There are the following major versions of awk:

  • awk or Bell Labs awk
  • nawk or new awk
  • gawk (GNU awk)
  • mawk

Both nawk and gawk will run awk programs without modification.

Getting AWK: If you are on Linux or macOS, you already have AWK. For MS Windows, a version of GNU awk is available from ezwinports, GnuWin32 project, and Cygwin.

Introduction

[edit | edit source]

Awk reads from a file or from its standard input, and outputs to its standard output. You will generally want to redirect that into a file, but that is not done in these examples just because it takes up space. awk does not get along with non-text files, like executables and FrameMaker files. If you need to edit those, use a binary editor like hexl-mode in emacs.

A frustrating thing about trying to learn awk is getting your program past the shell's parser. The proper way is to use single quotes around the program, like so:

>awk '{print $0}' filename

The single quotes protect almost everything from the shell. In csh or tcsh, you still have to watch out for exclamation marks, but other than that, you're safe.

Another frustrating thing about trying to learn awk is the lovely error messages:

awk '{print $0,}' filename
awk: syntax error near line 1
awk: illegal statement near line 1

gawk generally has better error messages. At least it tells you where in the line something went wrong:

gawk '{print $0,}' filename
gawk: cmd. line:1: {print $0,}
gawk: cmd. line:1:           ^ parse error

So, if you're having problems getting awk syntax correct, switch to gawk for a while.

Some basics

[edit | edit source]
  • Awk recognizes the concepts of "file", "record", and "field".
  • A file consists of records, which by default are the lines of the file. One line becomes one record.
  • Awk operates on one record at a time.
  • A record consists of fields, which by default are separated by any number of spaces or tabs.
  • Field number 1 is accessed with $1, field 2 with $2, and so forth. $0 refers to the whole record.

Some examples

[edit | edit source]

Perhaps the quickest way of learning awk is to look at some sample programs. The one above will print the file in its entirety, just like cat(1). Here are some others, along with a quick description of what they do.

>awk '{print $2,$1}' filename

will print the second field, then the first. All other fields are ignored.

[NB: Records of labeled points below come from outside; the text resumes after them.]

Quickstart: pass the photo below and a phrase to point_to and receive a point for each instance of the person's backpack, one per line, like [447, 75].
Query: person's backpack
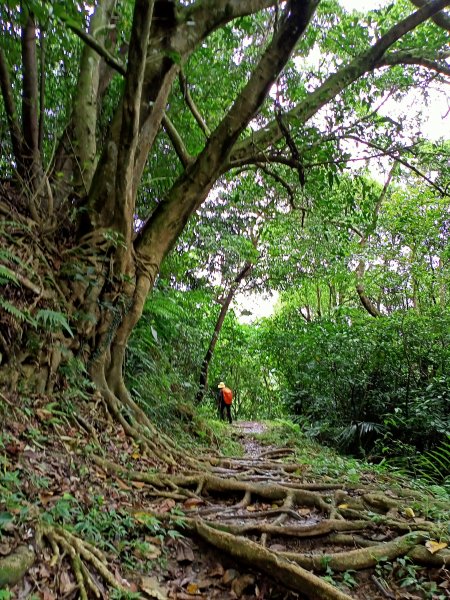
[227, 395]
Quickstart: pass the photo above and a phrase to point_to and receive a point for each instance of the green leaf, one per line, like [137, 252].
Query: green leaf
[53, 320]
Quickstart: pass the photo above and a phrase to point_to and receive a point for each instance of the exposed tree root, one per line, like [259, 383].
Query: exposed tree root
[252, 509]
[287, 573]
[14, 566]
[81, 555]
[359, 559]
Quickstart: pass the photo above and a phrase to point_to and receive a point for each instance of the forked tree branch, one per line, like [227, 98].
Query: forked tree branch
[334, 84]
[90, 41]
[192, 106]
[11, 112]
[177, 142]
[41, 89]
[30, 96]
[169, 218]
[410, 58]
[394, 155]
[129, 132]
[442, 19]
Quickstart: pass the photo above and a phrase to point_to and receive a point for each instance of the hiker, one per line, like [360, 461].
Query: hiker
[225, 400]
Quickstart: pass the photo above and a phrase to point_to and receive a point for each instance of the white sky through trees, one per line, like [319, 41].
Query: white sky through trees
[435, 121]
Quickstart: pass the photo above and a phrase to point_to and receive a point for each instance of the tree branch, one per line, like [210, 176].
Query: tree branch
[192, 107]
[90, 41]
[409, 58]
[171, 215]
[129, 132]
[281, 181]
[41, 89]
[177, 142]
[11, 113]
[400, 160]
[360, 269]
[30, 88]
[441, 19]
[337, 82]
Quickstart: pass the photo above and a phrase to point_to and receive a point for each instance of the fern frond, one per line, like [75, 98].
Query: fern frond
[7, 255]
[52, 319]
[7, 276]
[15, 312]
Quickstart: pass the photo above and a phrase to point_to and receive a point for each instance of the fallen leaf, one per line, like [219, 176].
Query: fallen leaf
[138, 484]
[151, 586]
[304, 511]
[66, 585]
[229, 575]
[240, 584]
[193, 502]
[45, 498]
[185, 553]
[5, 549]
[43, 414]
[409, 513]
[192, 588]
[216, 571]
[433, 546]
[166, 505]
[122, 485]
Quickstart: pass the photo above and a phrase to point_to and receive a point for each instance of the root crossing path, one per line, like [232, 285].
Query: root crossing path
[294, 537]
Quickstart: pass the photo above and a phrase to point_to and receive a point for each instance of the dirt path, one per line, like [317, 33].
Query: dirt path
[254, 527]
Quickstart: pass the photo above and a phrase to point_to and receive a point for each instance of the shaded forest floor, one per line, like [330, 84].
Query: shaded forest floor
[86, 512]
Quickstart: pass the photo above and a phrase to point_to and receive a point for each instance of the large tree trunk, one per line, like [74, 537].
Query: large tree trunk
[203, 380]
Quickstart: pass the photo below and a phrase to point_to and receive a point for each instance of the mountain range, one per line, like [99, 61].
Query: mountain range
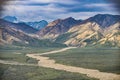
[99, 30]
[36, 24]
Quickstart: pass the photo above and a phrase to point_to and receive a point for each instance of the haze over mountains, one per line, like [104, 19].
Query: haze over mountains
[36, 24]
[99, 30]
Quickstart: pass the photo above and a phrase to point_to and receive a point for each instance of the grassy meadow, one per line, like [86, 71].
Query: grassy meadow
[103, 59]
[12, 72]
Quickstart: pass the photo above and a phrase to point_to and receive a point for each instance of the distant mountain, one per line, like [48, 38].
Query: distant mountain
[10, 35]
[100, 30]
[38, 25]
[58, 27]
[10, 19]
[104, 20]
[19, 26]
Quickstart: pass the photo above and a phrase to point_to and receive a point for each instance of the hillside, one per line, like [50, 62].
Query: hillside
[57, 27]
[10, 35]
[96, 31]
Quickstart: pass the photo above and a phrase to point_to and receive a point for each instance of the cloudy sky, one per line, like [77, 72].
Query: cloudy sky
[36, 10]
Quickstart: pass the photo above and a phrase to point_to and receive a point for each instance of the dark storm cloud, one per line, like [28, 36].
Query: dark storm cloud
[2, 3]
[116, 4]
[47, 9]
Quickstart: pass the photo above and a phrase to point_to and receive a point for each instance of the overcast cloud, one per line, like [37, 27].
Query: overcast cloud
[36, 10]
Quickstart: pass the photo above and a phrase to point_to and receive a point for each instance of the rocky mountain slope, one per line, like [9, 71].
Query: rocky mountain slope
[38, 25]
[57, 27]
[11, 35]
[98, 30]
[19, 26]
[10, 19]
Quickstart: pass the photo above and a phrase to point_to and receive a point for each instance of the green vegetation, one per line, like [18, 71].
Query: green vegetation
[8, 72]
[19, 54]
[103, 59]
[39, 43]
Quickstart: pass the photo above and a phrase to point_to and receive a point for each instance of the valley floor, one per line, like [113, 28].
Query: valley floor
[46, 62]
[51, 63]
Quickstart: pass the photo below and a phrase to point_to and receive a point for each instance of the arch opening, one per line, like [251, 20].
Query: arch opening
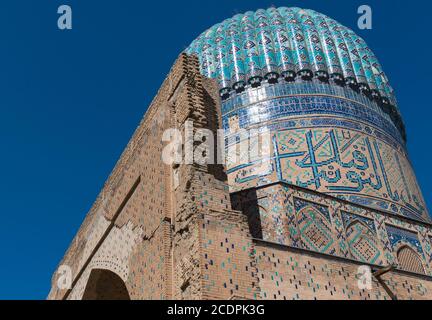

>awk '{print $1,$2,sin($3/$2)}' filename

will print the first and second fields, and then the sine of the third field divided by the second. So, the second and third field had better be numbers. Awk has other built in math functions like sine; read the manpage to see which ones.

"I still say awk '{print $1}' a lot."
the inventor of PERL, Larry Wall ([email protected])

What if you don't want to apply the program to each line of the file? Say, for example, that you only wanted to process lines that had the first field greater than the second. The following program will do that:

>awk '$1 > $2 {print $1,$2,$1-$2}' filename

The part outside the curly braces is called the "pattern", and the part inside is the "action". The comparison operators include the ones from C:

== != < > <= >= ?:

If no pattern is given, then the action applies to all lines. This fact was used in the sample programs above. If no action is given, then the entire line is printed. If "print" is used all by itself, the entire line is printed. Thus, the following are equivalent:

awk '$1 > $2'           filename
awk '$1 > $2{print}'    filename
awk '$1 > $2{print $0}' filename

The various fields in a line can also be treated as strings instead of numbers. To compare a field to a string, use the following method:

> awk '$1=="foo"{print $2}' filename

Regular expressions

[edit | edit source]

What if you want lines in which a certain string is found? Just put a regular expression (in the manner of egrep(1) ) into the pattern, like so:

>awk '/foo.*bar/{print $1,$3}' filename

This will print all lines containing the word "foo" and then later the word "bar". If you want only those lines where "foo" occurs in the second field, use the ~ ("contains") operator:

>awk '$2~/foo/{print $3,$1}' filename

If you want lines where "foo" does not occur in the second field, use the negated ~ operator, !~

>awk '$2!~/foo/{print $3,$1}' filename

This operator can be read as "does not contain".

Booleans

[edit | edit source]

You can produce complicated patterns with the boolean operators from C, which are ! for "not", && for "and", and || for "or". Parentheses can be used for grouping.

Start and End

[edit | edit source]

There are three special forms of patterns that do not fit the above descriptions. One is the start-end pair of regular expressions. For example, to print all lines between and including lines that contained "foo" and "bar", you would use

>awk '/foo/,/bar/' filename

Begin and End

[edit | edit source]

The other two special forms are similar; they are the BEGIN and END patterns. Any action associated with the BEGIN pattern will happen before any line-by-line processing is done. Actions with the END pattern will happen after all lines are processed.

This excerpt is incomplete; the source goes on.